To top it off, it’s hard to see how this approach will succeed in influencing refugee arrival patterns in the long term. For all the hyperbole attached to the numbers of arrivals by governments, placed in context they are a drop in a global current. The numbers from Syria alone are staggering.

Australia has agreed to take 500 of these people.

Australia has agreed to take 500 of these people.

The future is likely to see vastly increased numbers, not decreasing numbers. That growth will surely swamp any deterrents advertised by politicians. If the goal is truly to stop drownings at sea, then it’s time to genuinely engage with regional solutions rather than dazzle the populace with shiny generals’ stars.

See No Evil, Hear No Evil, Speak of Nothing

What is abundantly clear is that there can be no hope that the current political class will alter course through a sudden revelation on the road to whichever illusory Damascus they set out for. That letter from the doctors was received in government circles on December 6. On December 13, the Independent Health Advisory Group providing support on asylum seeker and detention health matters was advised they were no longer required. Less engagement advertised as ‘streamlining’.

A bipartisan touring party visited, with the Foreign Minister lauding conditions, as noted above. Of course, the fact they hadn’t inspected the facilities for the actual asylum seekers was only confirmed after further reporting.

Another farcical briefing from the relevant minister on Friday, replete with the usual refusal to engage with the actual matters at hand ensued. The standard patter, dense with references to investigations and processes seemingly designed to distance himself from a responsibility to act were all that was allowed.

The Doctors’ Response

So we are left with the efforts of the medical professionals on the ground. They have concerns as to whether they are threatening their own medical registration by being part of the system. Thankfully they have not forgotten their duty to the patients in front of them, and are advocating for change from within.

It cannot be easy to be faced with a situation where your care is limited by the structures above.

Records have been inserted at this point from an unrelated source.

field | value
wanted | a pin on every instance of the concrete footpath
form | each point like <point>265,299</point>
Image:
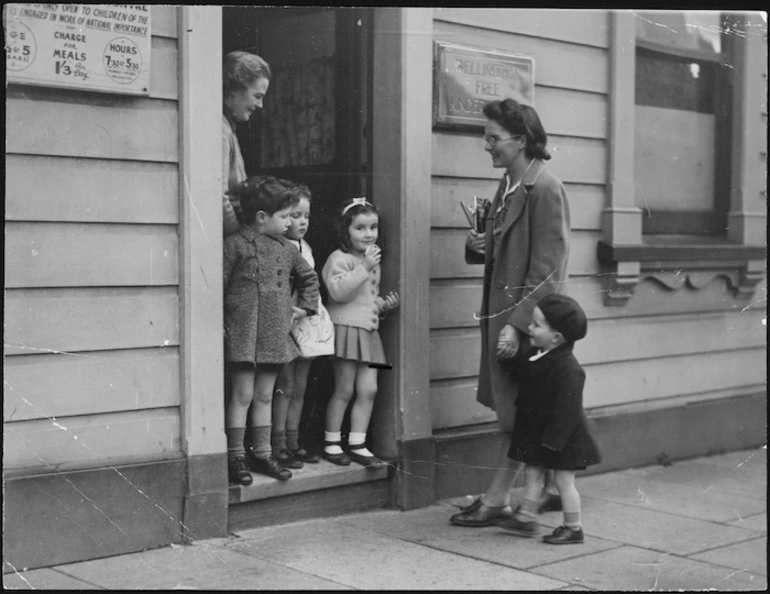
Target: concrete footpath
<point>694,525</point>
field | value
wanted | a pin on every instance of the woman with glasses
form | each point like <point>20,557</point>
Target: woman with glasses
<point>524,250</point>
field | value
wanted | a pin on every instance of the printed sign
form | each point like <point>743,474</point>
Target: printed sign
<point>100,47</point>
<point>466,78</point>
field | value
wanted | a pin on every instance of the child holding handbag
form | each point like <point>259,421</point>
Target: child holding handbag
<point>314,336</point>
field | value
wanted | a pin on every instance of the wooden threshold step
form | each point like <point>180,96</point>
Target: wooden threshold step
<point>311,477</point>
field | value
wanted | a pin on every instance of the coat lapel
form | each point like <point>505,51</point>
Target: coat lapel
<point>519,197</point>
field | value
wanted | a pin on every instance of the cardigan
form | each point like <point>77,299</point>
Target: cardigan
<point>233,173</point>
<point>258,304</point>
<point>353,291</point>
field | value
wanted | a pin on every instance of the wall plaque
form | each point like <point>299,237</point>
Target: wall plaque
<point>98,47</point>
<point>466,78</point>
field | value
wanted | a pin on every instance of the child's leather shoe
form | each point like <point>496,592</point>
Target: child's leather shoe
<point>238,471</point>
<point>565,535</point>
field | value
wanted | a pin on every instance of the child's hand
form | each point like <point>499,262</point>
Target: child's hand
<point>372,257</point>
<point>389,302</point>
<point>297,314</point>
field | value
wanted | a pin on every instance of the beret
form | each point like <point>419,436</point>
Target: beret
<point>565,315</point>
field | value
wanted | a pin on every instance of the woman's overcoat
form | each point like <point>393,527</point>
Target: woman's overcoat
<point>531,262</point>
<point>259,273</point>
<point>551,428</point>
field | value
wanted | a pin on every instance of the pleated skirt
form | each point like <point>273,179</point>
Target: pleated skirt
<point>358,344</point>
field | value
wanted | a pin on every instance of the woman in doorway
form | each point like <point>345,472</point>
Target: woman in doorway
<point>245,80</point>
<point>524,251</point>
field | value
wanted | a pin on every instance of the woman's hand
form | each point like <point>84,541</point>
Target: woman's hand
<point>475,241</point>
<point>297,313</point>
<point>372,257</point>
<point>507,342</point>
<point>389,302</point>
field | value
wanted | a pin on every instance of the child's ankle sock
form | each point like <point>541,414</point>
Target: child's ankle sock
<point>260,442</point>
<point>356,441</point>
<point>292,439</point>
<point>572,520</point>
<point>235,437</point>
<point>278,440</point>
<point>527,511</point>
<point>333,440</point>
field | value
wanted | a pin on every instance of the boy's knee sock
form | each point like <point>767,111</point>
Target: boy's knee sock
<point>527,510</point>
<point>356,441</point>
<point>235,447</point>
<point>292,439</point>
<point>572,520</point>
<point>333,440</point>
<point>278,440</point>
<point>260,441</point>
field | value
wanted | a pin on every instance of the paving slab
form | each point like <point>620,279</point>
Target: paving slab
<point>430,527</point>
<point>632,568</point>
<point>750,556</point>
<point>757,522</point>
<point>205,566</point>
<point>44,579</point>
<point>748,480</point>
<point>365,559</point>
<point>656,530</point>
<point>703,504</point>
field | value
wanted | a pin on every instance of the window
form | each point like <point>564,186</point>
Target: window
<point>682,122</point>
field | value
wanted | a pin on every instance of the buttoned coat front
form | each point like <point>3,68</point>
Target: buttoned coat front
<point>259,273</point>
<point>529,263</point>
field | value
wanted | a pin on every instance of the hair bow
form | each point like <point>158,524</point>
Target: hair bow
<point>356,202</point>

They are seeing the grim effects of an inhumane system seeking to crush the few to send some sort of message to the many. Even with their advocacy, the experience will undoubtedly haunt the rest of their careers and scar them as well. That they are seeking to stay and produce change is something we should all be grateful for.

In Our Name

This treatment of asylum seekers is being conducted in the name of the people of Australia. The most extraordinary element of that original story is the following quote towards the end:

“According to the doctors the same IHMS manager told them in September: ‘There will one day be a royal commission into what is taking place on Christmas Island. He suggested we document well.'”

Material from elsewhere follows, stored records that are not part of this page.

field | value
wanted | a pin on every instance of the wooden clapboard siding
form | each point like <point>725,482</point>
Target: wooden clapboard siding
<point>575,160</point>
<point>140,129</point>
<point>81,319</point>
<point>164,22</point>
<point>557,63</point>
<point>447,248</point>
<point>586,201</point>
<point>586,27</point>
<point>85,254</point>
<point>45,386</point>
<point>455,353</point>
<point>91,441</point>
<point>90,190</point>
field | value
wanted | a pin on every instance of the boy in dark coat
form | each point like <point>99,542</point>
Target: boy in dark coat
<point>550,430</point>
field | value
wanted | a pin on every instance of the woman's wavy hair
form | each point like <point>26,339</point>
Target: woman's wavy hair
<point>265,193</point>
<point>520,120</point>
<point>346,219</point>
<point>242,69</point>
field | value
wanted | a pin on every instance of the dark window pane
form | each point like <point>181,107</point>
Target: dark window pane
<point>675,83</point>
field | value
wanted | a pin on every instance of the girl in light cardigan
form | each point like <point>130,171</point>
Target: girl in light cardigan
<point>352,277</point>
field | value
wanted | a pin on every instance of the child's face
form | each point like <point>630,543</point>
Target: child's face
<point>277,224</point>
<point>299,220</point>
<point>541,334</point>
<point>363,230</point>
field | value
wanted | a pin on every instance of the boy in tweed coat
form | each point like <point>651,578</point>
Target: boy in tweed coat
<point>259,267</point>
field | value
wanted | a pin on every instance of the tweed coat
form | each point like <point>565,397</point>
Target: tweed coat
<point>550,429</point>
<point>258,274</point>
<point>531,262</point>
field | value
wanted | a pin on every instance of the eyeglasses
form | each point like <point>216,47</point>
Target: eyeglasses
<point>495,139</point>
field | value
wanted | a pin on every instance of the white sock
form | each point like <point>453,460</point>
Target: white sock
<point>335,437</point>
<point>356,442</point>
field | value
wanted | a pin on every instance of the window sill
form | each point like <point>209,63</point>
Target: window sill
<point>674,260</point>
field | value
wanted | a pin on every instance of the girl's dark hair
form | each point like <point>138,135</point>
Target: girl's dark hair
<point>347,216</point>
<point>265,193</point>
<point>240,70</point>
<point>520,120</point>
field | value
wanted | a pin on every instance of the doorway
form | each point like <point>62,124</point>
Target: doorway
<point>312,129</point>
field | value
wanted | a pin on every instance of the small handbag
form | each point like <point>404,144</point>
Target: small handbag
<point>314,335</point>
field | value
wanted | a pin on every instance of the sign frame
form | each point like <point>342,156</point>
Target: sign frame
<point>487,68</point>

There is another royal commission proceeding in Australia at the moment. It is exploring the devastation across many lives and generations after institutional child abuse. At the time it may have been that the problem was hidden behind the curtain dropped by trusted bodies.

Those delivering health care, including the company contracted to do so, are telling us that child abuse is happening now, in institutions overseen by the federal government. The Northern Territory branch of the Australian Medical Association says the same. We cannot claim ignorance.

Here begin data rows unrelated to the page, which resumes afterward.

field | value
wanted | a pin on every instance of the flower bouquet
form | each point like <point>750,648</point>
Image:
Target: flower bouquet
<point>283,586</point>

The Minister for Immigration and Border Protection, Scott Morrison, is the guardian for all unaccompanied minors in detention. If you were in the position of being guardian to those children, I’d venture that you would see only one appropriate response – get the children out.

Politicians on both sides are pursuing a policy that seems destined to fail in its aim, and asking us to accept a high price on their way. The doctors involved seem to be trying to find their voice. Now I just have to figure out how to lend mine and convince others to do the same.